An Insurance Scam that Affects Us All

By John Droz, Jr.

We are being fleeced by film-flam artists.

The absurdity of a requested 100% rate increase for some North Carolina property owners got my attention. (Note that insurance PR people knew that 100% might sound unreasonable, so they adjusted it to be 99.4%!). Let’s back up a bit to see what’s going on here…

Every one of us pays for insurance, one way or another. Some of the most common types of insurance related to property are: homeowners, flood, wind, earthquake, umbrella, tenant, etc. Since what we pay is supposedly related to such matters as actuarial calculations, most of us believe that there is little we can do to complain about our premiums — as what would be the business basis of our argument?

I’ll try to answer that key question…

Note: this issue can get very complicated quite quickly, so this is a layperson’s overview. (FYI: when discussing rates, obfuscation is often a tactic purposefully employed by the insurance industry.) For simplicity, I’ll primarily talk about flood insurance. For those readers who have joined recently, you may have missed an earlier commentary I published on the flood insurance fiasco. Please reread that. I’m writing this update to focus on one unappreciated major development.

A profoundly significant change has happened in the property insurance business over the last decade or so — and almost no one is discussing it! The most fundamental property insurance question is: how is future risk calculated?

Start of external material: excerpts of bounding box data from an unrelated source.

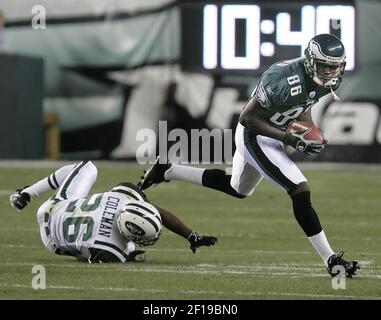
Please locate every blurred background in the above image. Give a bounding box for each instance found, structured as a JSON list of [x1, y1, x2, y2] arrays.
[[0, 0, 381, 163]]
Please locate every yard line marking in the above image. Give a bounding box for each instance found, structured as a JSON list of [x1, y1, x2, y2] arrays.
[[0, 242, 381, 257], [0, 283, 381, 300], [0, 262, 381, 280], [0, 190, 15, 196]]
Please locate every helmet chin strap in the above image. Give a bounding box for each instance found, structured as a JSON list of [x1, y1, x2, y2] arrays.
[[329, 86, 341, 101]]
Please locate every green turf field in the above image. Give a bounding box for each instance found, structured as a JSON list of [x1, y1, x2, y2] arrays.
[[0, 162, 381, 300]]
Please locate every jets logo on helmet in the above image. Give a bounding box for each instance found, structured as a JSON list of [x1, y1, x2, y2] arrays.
[[304, 34, 346, 88], [116, 201, 162, 246]]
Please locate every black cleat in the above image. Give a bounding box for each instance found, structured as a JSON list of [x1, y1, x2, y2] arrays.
[[138, 157, 172, 190], [126, 250, 146, 262], [9, 186, 31, 211], [327, 251, 360, 278]]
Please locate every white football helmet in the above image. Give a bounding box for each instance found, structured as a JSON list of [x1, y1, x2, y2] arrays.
[[304, 34, 346, 88], [116, 201, 162, 246]]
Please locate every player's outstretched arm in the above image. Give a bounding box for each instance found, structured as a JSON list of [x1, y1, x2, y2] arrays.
[[239, 96, 285, 141], [155, 206, 217, 253], [296, 109, 328, 144]]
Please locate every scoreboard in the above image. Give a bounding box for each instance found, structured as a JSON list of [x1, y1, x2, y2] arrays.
[[181, 0, 356, 74]]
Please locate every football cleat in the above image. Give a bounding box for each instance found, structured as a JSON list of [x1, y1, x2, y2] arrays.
[[138, 157, 172, 190], [9, 186, 31, 211], [188, 231, 218, 253], [127, 250, 146, 262], [327, 251, 360, 278]]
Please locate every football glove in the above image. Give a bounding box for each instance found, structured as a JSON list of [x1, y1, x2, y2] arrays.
[[9, 186, 31, 211], [187, 231, 217, 253], [282, 130, 324, 155]]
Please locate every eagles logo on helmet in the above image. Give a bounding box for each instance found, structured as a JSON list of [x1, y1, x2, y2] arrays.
[[304, 34, 346, 88]]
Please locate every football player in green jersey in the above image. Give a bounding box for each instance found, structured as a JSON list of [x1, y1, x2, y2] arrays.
[[10, 161, 217, 263], [141, 34, 359, 277]]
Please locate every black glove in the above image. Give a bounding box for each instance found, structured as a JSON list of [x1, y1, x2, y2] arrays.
[[188, 231, 217, 253], [282, 130, 324, 155], [9, 186, 31, 211]]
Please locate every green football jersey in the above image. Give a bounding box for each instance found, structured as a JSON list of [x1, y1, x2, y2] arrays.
[[251, 58, 340, 129]]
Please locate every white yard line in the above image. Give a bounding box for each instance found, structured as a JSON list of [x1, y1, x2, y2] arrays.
[[0, 283, 381, 299], [0, 244, 381, 258], [0, 262, 381, 280]]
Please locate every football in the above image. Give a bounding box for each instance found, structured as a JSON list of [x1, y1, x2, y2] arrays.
[[286, 121, 324, 143]]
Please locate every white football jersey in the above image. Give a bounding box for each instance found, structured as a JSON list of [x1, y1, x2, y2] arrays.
[[38, 184, 146, 262]]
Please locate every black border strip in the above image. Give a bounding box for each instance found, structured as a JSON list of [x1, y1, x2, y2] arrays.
[[5, 1, 178, 28]]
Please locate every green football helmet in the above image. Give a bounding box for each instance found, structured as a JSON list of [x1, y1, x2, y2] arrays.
[[304, 34, 346, 88]]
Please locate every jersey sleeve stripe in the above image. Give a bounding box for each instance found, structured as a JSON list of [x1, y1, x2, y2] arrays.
[[111, 186, 145, 201], [52, 173, 60, 188], [48, 176, 57, 190], [116, 182, 147, 199], [126, 203, 161, 222], [93, 240, 128, 262], [126, 209, 159, 232]]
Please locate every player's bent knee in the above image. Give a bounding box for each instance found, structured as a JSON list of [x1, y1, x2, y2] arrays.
[[289, 182, 310, 197], [84, 160, 98, 177]]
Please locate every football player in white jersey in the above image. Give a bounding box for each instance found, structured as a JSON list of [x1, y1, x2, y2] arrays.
[[141, 34, 360, 277], [10, 161, 217, 263]]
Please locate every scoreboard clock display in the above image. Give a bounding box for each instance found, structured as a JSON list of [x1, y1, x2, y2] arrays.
[[181, 0, 356, 74]]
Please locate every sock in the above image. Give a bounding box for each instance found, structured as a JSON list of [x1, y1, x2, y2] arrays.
[[308, 230, 334, 266], [291, 191, 334, 265], [291, 191, 323, 237], [23, 164, 75, 199], [164, 164, 205, 185]]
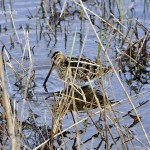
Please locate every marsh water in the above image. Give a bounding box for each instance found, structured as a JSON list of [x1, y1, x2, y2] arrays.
[[0, 0, 150, 149]]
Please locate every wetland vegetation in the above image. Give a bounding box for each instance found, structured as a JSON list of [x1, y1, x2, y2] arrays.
[[0, 0, 150, 150]]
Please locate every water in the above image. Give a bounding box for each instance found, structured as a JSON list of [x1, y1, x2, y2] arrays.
[[0, 0, 150, 149]]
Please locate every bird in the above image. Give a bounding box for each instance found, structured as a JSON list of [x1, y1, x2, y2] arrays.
[[43, 51, 111, 86]]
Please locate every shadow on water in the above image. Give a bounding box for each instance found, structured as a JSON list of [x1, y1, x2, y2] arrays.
[[0, 0, 150, 149]]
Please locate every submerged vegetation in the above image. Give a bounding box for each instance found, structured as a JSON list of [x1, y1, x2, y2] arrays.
[[0, 0, 150, 150]]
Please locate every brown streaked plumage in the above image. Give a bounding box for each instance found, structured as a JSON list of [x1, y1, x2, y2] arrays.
[[43, 51, 110, 85]]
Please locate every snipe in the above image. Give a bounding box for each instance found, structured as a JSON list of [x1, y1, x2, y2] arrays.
[[43, 51, 110, 86]]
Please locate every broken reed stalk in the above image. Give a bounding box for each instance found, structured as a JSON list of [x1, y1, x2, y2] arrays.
[[24, 31, 33, 99], [0, 54, 20, 150]]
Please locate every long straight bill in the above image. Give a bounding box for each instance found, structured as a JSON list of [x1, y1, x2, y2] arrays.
[[43, 63, 54, 86]]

Traditionally (i.e., for as long as property insurance has been offered), future risk has always been primarily calculated based on PRIOR HISTORY.

For example, if your property is located near the ocean, river, etc., the insurance company’s estimate of the likelihood of your property flooding in the next year, was based on the average prior history. In other words, if your property was flooded once in the last hundred years, the future estimate for flooding risk would be 1/100 (1%) per year going forward.

All things being equal, that not only makes logical sense, it was also the basis for almost all insurance companies being profitable. That, in turn, resulted in FEMA et al being careless regarding underwriting policy conditions, actuarial flood rates, etc.

So along came a perfect storm: climate alarmism (and their government enablers) plus Katrina. Insurance companies saw this motley pairing as an exceptional opportunity to increase their profits: they scrapped historical data as being the basis for our rates.

NOW, future risk is calculated based on a computer program. Worse, this program incorporates some undeclaredundocumented, and unproven assumptions!

This is a revolutionary change, that is ripe for self-serving manipulations by the insurance industry. For example, using the traditional methodology, a homeowner could always choose to research prior history. They would then know for certain whether it was accurately reflected in calculations of future projections.

With the current methodology of everything done by a computer (and operated by men behind the screen), no homeowner (or anyone else — including watchdogs) has even a remote chance of double-checking hardly anything.

Insurance regulators wouldn’t normally allow such a change simply to make insurance companies more profitable. So the insurance industry shed crocodile tears while using Katrina and Climate Change as a double-barreled shotgun, to blast away any semblance of actuarial sensibility or accountability.

Rather than fix the multiple serious deficiencies with the FEMA flood insurance program, it’s much easier just to charge everyone more. (Again, I’m just using flood insurance as an example.) Consider that NC homeowners are being targeted with an average of 42% rate increase, for homeowners insurance (NOT flood insurance).

It’s all traceable to the same issue: calculating rates based on historical results is old school. Now, an unaccountable computer program is used to project future risk.

Critical-thinking citizens should be strenuously objecting to their state and federal representatives about this greedy and unaccountable sleight-of-hand.